Moon’s government said in late May said that it wanted to try to again ease travel restrictions and inter-Korean exchanges. A similar attempt in 2018 led Trump to bluntly tell Seoul that it couldn’t do anything regarding sanctions “without our approval.”
Members of the Moon administration have hinted that Seoul could act unilaterally to resuscitate inter-Korean cooperation, but that would come with the enormous risk of cleaving Seoul from its alliance with Washington, said Soo Kim, a Rand Corp. policy analyst who specializes in Korean Peninsula issues.

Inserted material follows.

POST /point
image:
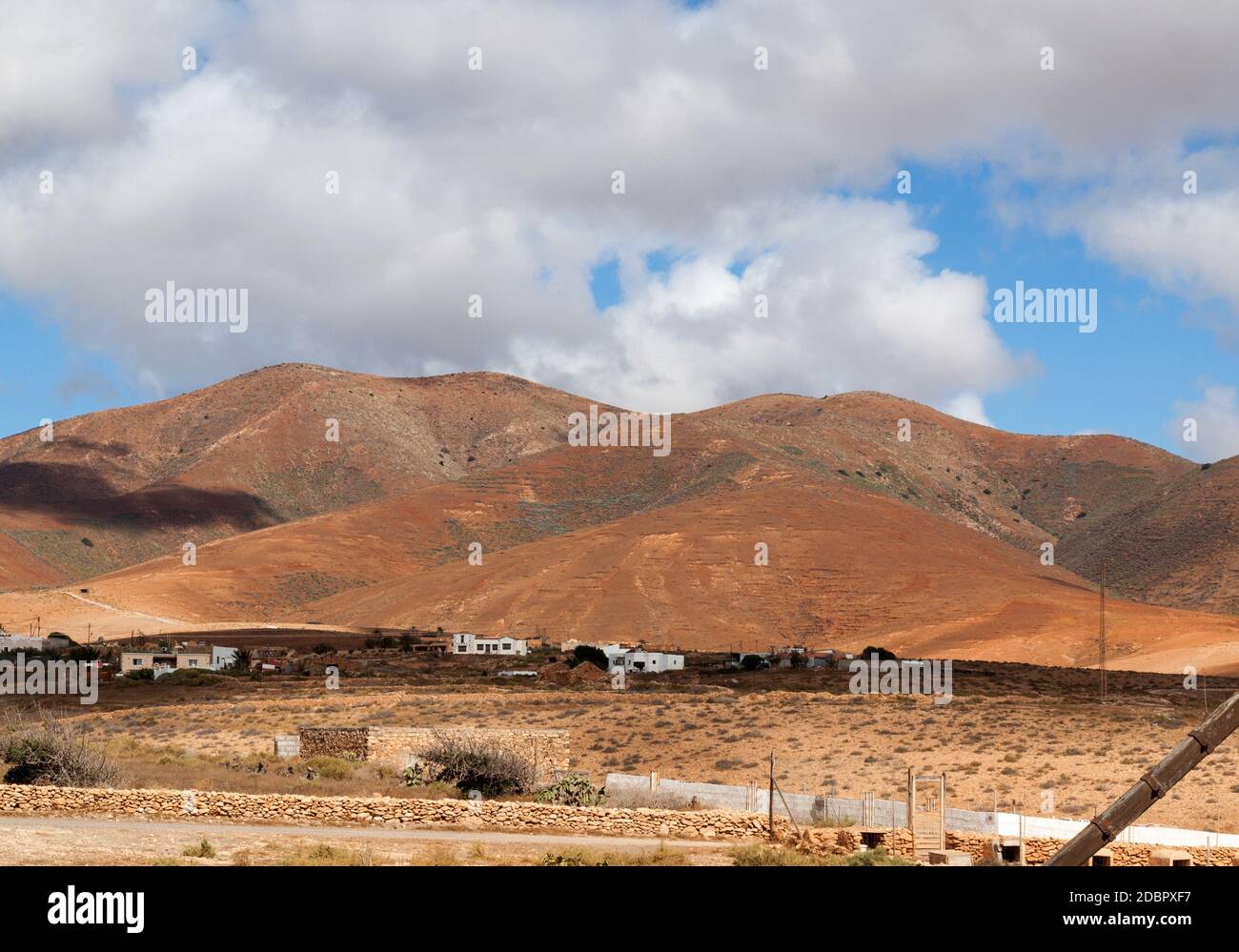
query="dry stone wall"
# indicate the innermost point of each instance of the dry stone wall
(347, 742)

“President Moon can promise the North Koreans the earth, but realistically, he remains constrained in the way of practical measures South Korea can take — if Seoul were to be conscious of and concerned about its relations with the U.S.,” she said.
South Korean proposals blocked by the Trump administration included resuming operations at a joint factory park in the North Korean border city of Kaesong and a separate resort at North Korea’s Mount Kumgang. Both were opened in the spirit of the Sunshine Policy and later shut due to political turmoil.

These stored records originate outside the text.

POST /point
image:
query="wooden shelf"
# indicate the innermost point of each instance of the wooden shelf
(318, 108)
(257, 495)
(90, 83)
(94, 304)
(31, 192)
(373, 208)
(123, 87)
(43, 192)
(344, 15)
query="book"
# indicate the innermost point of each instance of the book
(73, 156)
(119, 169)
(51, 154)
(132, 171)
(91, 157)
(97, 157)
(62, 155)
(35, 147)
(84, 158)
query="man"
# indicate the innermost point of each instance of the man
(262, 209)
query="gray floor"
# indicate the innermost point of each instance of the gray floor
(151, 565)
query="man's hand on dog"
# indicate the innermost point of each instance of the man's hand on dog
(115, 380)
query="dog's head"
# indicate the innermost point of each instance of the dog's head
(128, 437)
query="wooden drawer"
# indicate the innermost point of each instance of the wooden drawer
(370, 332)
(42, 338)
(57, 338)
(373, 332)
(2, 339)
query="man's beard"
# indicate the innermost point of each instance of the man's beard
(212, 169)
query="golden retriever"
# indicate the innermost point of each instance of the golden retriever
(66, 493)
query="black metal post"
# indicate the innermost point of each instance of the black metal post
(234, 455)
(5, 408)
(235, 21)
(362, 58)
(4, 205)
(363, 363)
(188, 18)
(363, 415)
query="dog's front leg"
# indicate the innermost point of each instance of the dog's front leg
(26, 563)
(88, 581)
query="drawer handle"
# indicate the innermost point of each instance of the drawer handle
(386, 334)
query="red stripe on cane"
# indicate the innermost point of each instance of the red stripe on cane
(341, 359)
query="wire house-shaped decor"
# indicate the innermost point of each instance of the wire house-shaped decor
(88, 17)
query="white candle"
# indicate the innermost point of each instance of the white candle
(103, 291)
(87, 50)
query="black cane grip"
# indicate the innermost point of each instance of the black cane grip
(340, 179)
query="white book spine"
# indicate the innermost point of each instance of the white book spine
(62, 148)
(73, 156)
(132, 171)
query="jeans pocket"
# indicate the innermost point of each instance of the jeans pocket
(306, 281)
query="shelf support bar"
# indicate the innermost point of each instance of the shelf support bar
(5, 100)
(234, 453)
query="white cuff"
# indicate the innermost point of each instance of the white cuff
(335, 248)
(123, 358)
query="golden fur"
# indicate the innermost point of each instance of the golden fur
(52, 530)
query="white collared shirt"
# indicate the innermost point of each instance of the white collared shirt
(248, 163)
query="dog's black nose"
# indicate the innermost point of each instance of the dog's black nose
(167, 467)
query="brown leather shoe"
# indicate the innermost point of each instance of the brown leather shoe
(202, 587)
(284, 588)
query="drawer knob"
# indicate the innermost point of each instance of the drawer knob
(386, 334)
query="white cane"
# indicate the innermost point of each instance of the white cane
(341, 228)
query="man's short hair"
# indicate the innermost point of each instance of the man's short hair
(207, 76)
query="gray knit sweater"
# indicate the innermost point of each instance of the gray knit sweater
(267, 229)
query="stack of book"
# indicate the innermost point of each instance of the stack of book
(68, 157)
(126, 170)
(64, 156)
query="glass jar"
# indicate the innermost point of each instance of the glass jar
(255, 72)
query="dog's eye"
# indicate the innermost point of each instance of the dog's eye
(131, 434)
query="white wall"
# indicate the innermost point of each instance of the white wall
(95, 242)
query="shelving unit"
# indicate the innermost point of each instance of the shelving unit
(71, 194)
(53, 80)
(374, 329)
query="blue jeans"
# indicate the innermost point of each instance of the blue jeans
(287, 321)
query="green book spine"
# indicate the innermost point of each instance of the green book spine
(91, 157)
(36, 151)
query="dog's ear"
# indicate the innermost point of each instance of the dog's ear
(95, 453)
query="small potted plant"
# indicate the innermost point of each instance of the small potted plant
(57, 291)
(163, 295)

While South Korea was able to win a U.N. sanctions waiver that led to the ceremonial sending of trains across the border about two years ago, its humanitarian assistance has dried up under Trump’s maximum pressure campaign. South Korea has sent more $3 billion of aid since 1995, but little of it has come under the Moon government, which sent just $12 million in 2017 and 2018, government data shows.
Trade between the two nations has dropped to virtually zero from $2.7 billion in 2015, or about 10 percent of North Korea’s economy. The regime took a further hit this year when it sealed off its borders in January at the start of the COVID-19 pandemic, which slammed the brakes on other trade with countries like China.
Kim Jong Un believes he doesn’t have much of anything to lose by increasing pressure on Moon, according to Duyeon Kim, a senior adviser for Northeast Asia and Nuclear Policy at the International Crisis Group.
“North Korea is raising the ante, trying to further punish, scare, and force Seoul to work harder to meet Pyongyang’s demands,” Kim said. “Kim Jong Un feels he bent over backwards for Moon, but believes Seoul has not reciprocated, has betrayed North Korea and the Korean race, and has no influence over Washington to deliver on its promises.”